Sul suono dei Nu Genea si è parlato tanto, Napoli, la ricerca dei vinili, tanto ascolto e scoperta sonora, l’Africa, tante fonti di ispirazione insomma che però hanno guardato soprattutto al passato, ma nel futuro della band cosa c’è?
Nel futuro c’è sempre il passato perché fa parte del nostro processo di scoperta musicale e sicuramente fonte di ispirazione e su questo io e Massimo siamo della stessa idea, è una cosa che arriva se sei pronto ad accoglierla e soprattutto se hai ascoltato tante cose del passato che spesso aiutano anche a “tizzare” questa ispirazione, perché se non hai stimoli è difficile che ti venga un’idea. Invece per noi è la fase che continua ad essere fondamentale nella nostra vita, cioè ascoltare più musica possibile scoprire nuove cose anche artisti minori per esempio, noi siamo specializzati in artisti minori, quei connubi che sono nati per esempio da quel chitarrista sconosciuto che però ha provato quella cosa particolare e così parte tutto, la scoperta è fondamentale.

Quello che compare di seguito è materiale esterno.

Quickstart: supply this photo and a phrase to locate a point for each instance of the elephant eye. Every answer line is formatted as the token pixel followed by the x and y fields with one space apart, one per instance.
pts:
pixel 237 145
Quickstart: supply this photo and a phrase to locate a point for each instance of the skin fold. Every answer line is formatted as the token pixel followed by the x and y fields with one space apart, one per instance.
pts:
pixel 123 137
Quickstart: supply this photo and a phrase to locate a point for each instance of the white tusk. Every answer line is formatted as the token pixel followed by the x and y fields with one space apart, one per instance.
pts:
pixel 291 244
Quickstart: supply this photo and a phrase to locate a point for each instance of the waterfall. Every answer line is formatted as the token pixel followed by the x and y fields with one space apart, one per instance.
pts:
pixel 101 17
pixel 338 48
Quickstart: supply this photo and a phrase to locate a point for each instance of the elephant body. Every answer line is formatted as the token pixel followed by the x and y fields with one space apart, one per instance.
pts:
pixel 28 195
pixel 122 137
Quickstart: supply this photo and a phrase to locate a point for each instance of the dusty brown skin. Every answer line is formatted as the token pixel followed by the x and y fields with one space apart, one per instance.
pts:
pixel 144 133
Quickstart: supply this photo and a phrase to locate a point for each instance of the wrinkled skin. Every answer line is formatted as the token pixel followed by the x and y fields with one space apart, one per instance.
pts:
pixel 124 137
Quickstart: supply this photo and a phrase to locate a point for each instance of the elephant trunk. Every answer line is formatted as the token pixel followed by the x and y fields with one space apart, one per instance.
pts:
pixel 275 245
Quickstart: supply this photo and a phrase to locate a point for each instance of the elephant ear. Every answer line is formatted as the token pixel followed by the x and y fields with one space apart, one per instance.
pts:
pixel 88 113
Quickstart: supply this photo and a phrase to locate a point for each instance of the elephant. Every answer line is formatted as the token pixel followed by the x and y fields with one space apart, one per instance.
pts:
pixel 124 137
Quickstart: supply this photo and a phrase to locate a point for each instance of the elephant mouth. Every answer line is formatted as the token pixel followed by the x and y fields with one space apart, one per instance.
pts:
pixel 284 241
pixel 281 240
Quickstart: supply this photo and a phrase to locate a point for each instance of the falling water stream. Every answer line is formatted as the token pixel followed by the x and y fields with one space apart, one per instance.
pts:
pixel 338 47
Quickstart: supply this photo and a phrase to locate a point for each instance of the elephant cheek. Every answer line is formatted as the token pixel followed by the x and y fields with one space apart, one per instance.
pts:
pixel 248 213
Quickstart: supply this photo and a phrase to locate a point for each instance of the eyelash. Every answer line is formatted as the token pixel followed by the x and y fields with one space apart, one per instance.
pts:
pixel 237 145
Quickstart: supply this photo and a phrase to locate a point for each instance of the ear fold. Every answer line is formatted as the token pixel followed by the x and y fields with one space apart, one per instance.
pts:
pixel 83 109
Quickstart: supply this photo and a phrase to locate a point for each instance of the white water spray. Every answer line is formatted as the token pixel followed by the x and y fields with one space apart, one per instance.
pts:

Sicuramente oltre al passato effettivamente siete molto attenti anche a quello che vi accade intorno, è bello prendere ispirazione da tutte queste cose. Invece parlando del linguaggio dei Nu Genea, anche qui una mescolanza di suoni e nazionalità, il napoletano che si intreccia con l’africano ed il francese tanto da non distinguere più la differenza, potremmo persino dire che avete coniato “una nuova lingua, una lingua alla Nu Genea”
Si questo è il bello del napoletano (nrd ride) che è abbastanza duttile tanto da far sembrare un brano del Ghana come può essere “Tienatè”, che ha un tipo di flow particolare, da alcuni è visto come brano brasiliano altri ci vedono il centro Africa, alcune melodie o alcuni modi di cantare, come “Marechià” che è francese napoletano ma non te ne accorgi quando si passa da una lingua all’altra, ma perché il francese è nel napoletano, senza entrare nel merito o nella diatriba, alcuni la chiamano lingua, altri dialetto, per noi è ispirante perché si può giocare con le lingue ed i suoni, prendere qua e là ed avere un suono nostro che non è riconducibile ne là e ne qua.
A questo punto la conditio sine qua non è essere napoletani, cioè l’appartenenza è alla base del progetto, se voi non foste napoletani allora il progetto non esisterebbe
Beh effettivamente, noi abbiamo avuto una grande fortuna che non tutti hanno perché abbiamo un patrimonio culturale importante, è chiaro che bisogna valorizzarlo, noi portiamo avanti la nostra cultura e cercare di mescolarla con altre. Di base partiamo con un bagaglio che non è farina del nostro sacco ma abbiamo avuto la fortuna di ereditarla e vogliano promuoverla il più possibile per chi non la conoscesse, soprattutto all’estero per esempio e questo ci fa molto piacere.
Il vostro rapporto con la Puglia? Siete venuti qui spesso e avete un pubblico enorme che vi segue da sempre
Si la Puglia è una delle regioni più calde, si dai primi concerti di Nuova Napoli c’è stato un riscontro importante, ricordo ad Ostuni per esempio non ci aspettavamo questa calca c’era gente anche oltre le transenne che stava li fuori ad urlare, è stato incredibile, ma anche la data all’Anchecinema o le due al Locus sono state incredibili. La Puglia è speciale, c’è anche un feeling particolare, una vicinanza o “cugginanza” no? Voi fate la burrata noi facciamo la mozzarella, quando facciamo noi la burrata ci criticate quando fate voi la mozzarella vi critichiamo noi, però ci vogliamo bene!!